На этом празднество закончилось. Нас, едва державшихся на ногах, усадили в карету, доставили обратно во дворец князя, где после теплой ароматической ванны напоили горячим мясным бульоном, уложили в постель, и двенадцать часов спустя мы были готовы, если бы потребовалось, повторить все с начала.
Отдохнув от тяжких трудов, мы решили продолжить путешествие и из Неаполя направились на восток вдоль побережья. Если вас утомили длинные описания окружающих красот, я буду перемежать их рассказами о своих плотских впечатлениях, тогда читатель, подогрев воображение сладострастными эпизодами, с удовольствием переведет дух, усладит взор мирными картинами природы и сполна насладится повествованием, в котором, кстати, нет ни слова вымысла.
Вот так же и путешественник, спустившийся в долину и уставший от грандиозного пейзажа, не дававшего ему ни минуты отдыха во время поездки через Альпы, с облегчением видит перед собой цветущие долины с мягкими контурами виноградников и вязов, которые свидетельствуют о праздничном настроении Природы.
Итак, через неделю после незабываемой оргии в доме князя мы в сопровождении проводника, которого дал нам король вместе с самыми восторженными рекомендательными письмами, отправились в дорогу.
А перед тем мы обстоятельно осмотрели замок Фердинанда в Портичи. До тех пор мы видели только его будуары. Но в нем был еще и музей, и Фердинанд сам показал его нам. Эта огромная коллекция — осмелюсь сказать, самая любопытная и изысканная в мире — располагается в четырнадцати комнатах на одном этаже. Осмотр ее чрезвычайно утомил меня: я ни разу не присела, мозг мой находился в постоянном напряжении, равно как и глаза, и к тому времени, когда мы перешли в последний зал, все слилось передо мной в одно большое яркое пятно.
В другом крыле замка мы получили большое удовольствие от полотен, откопанных в Гераклануме и других городах, погребенных под лавой Везувия.
Во всех картинах я заметила одну общую черту: буйство поз и положений, которые бросают вызов естественным возможностям человека и говорят о необыкновенной гибкости жителей этой страны или об их извращенном воображении. Среди всех шедевров меня сразу привлекла смелая попытка показать сатира, совокупляющегося с козой, — удивительное произведение искусства, великолепное по замыслу и поразительное по точности деталей.

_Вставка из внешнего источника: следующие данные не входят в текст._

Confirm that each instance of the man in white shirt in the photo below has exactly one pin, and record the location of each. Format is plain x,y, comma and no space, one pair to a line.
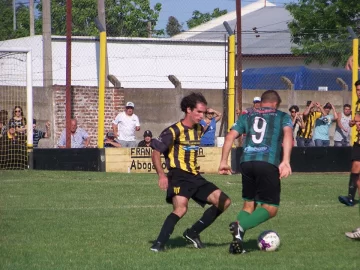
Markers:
125,125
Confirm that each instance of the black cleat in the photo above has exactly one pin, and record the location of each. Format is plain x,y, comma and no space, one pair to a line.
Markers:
236,246
346,200
193,238
157,247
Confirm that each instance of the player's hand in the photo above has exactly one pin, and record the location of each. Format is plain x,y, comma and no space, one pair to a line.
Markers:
225,169
163,182
284,169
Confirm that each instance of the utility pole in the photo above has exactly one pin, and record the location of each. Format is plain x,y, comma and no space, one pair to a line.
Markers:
14,15
102,19
31,10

— Какой полет мысли, сколько здесь сладострастия — прокомментировал Фердинанд. — Между прочим, этот способ у нас широко распространен, я ведь неаполитанец, я сам пробовал его и не скрываю, что получил редчайшее удовольствие.

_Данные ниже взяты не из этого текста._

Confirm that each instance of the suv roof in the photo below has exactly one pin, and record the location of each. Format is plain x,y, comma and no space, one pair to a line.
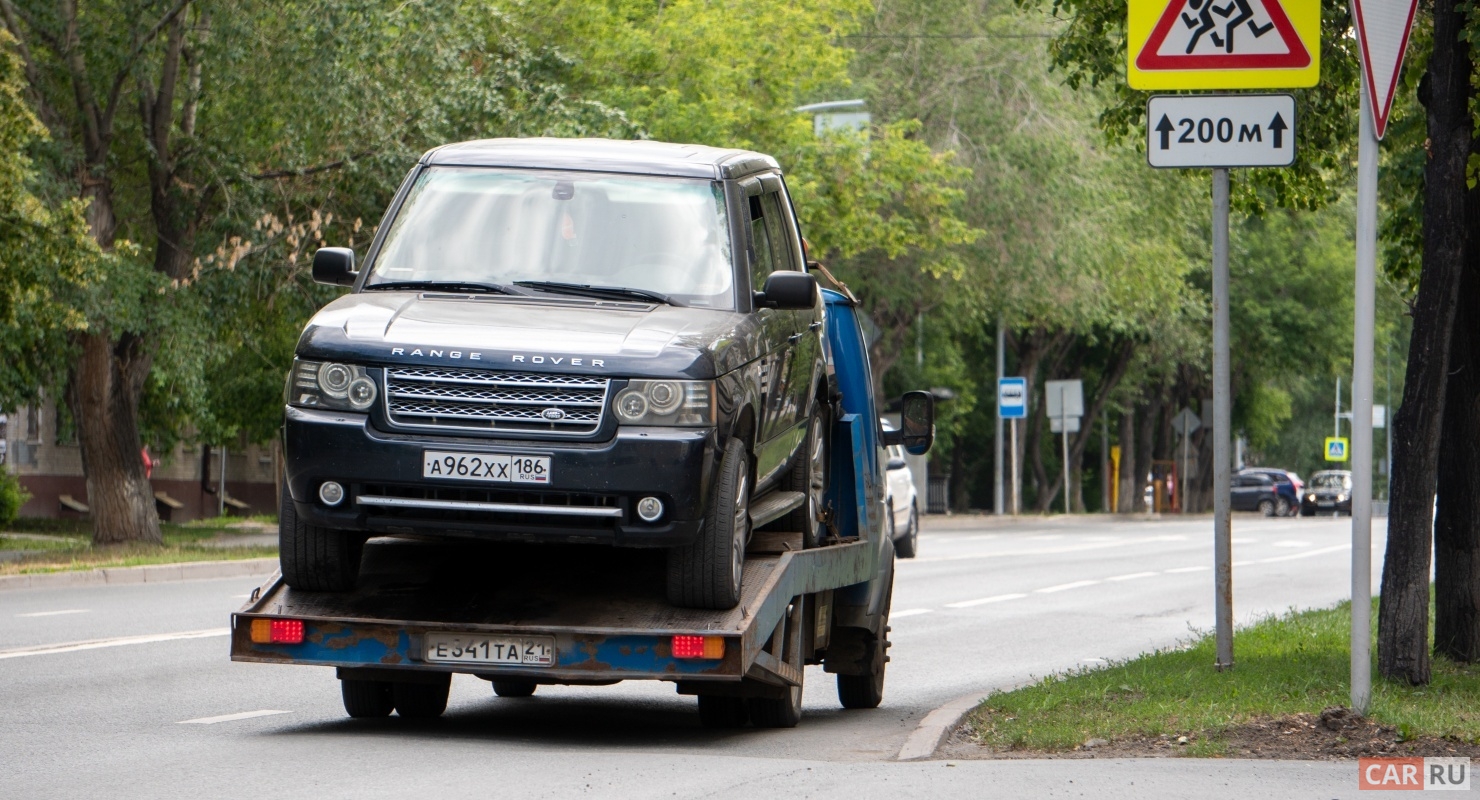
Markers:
638,157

— Могу себе представить, — откликнулась Клервиль, — я столько раз мечтала об этом, и только ради этого хотела бы сделаться мужчиной.
— А знаете, мадам, любая женщина может без труда совокупляться с большой собакой, — сказал король, хотя мы к без него давно знали это. — Моя Шарлотта не раз испытала это блаженство и до сих пор с восторгом вспоминает его.
— Сир, — со своей обычной прямотой, но негромко, так, чтобы слышал только Фердинанд, заметила я, — если бы все принцы Австрийского дома только и делали, что сношали коз, и если бы все ваши женщины отдавались только бульдогам, сегодня земля была бы очищена от этой проклятой породы, от которой можно избавиться не иначе, как посредством всеобщей революции.
Фердинанд признал мою правоту, и мы двинулись дальше. Мы обошли останки Геракланума, но ныне там мало интересного, так как все изрыто раскопками, обезобразившими древний город. Когда мы возвратились в Портичи, Фердинанд передал нас в руки ученого проводника, после чего любезно пожелал нам приятного путешествия и особенно рекомендовал навестить в Салерно его друга Весполи, к которому дал нам рекомендательные письма и под чьей крышей, как он заверил нас, мы найдем все необходимое.
Мы доехали до Резины, откуда повернули на Помпею. Как и Геракланум, этот город был полностью залит лавой и засыпан пеплом во время того же великого извержения. Мы обратили внимание, что Помпея была построена на костях двух еще более древних городов, которые также испытали более ранние и неизвестные нам катастрофы. Как вы знаете, Везувий без следа поглотил, уничтожил все, что создали люди, однако неугомонный человек все отстроил заново. И все же, сколько бы ни свирепствовала в этих местах Природа, прекраснее окрестностей Неаполя ничего нет на земле.
Из Помпеи мы приехали в Салерно и провели бессонную ночь в знаменитом исправительном доме, находящемся в двух милях от города, — в том самом заведении, где грозный Весполи исполнял обязанности управителя.
Весполи, отпрыск одной из славнейших фамилий в Неаполитанском королевстве, когда-то был главным казначеем двора. Король, чьим удовольствиям он верно служил и над чьим сознанием немало потрудился, доверил ему неограниченную власть над этой жуткой обителью[116], где, пользуясь королевским расположением, развратник мог творить все, что диктовали ему страсти. Надзиратель этот был невероятно жесток, поэтому Фердинанд так хотел, чтобы мы погостили в доме Весполи.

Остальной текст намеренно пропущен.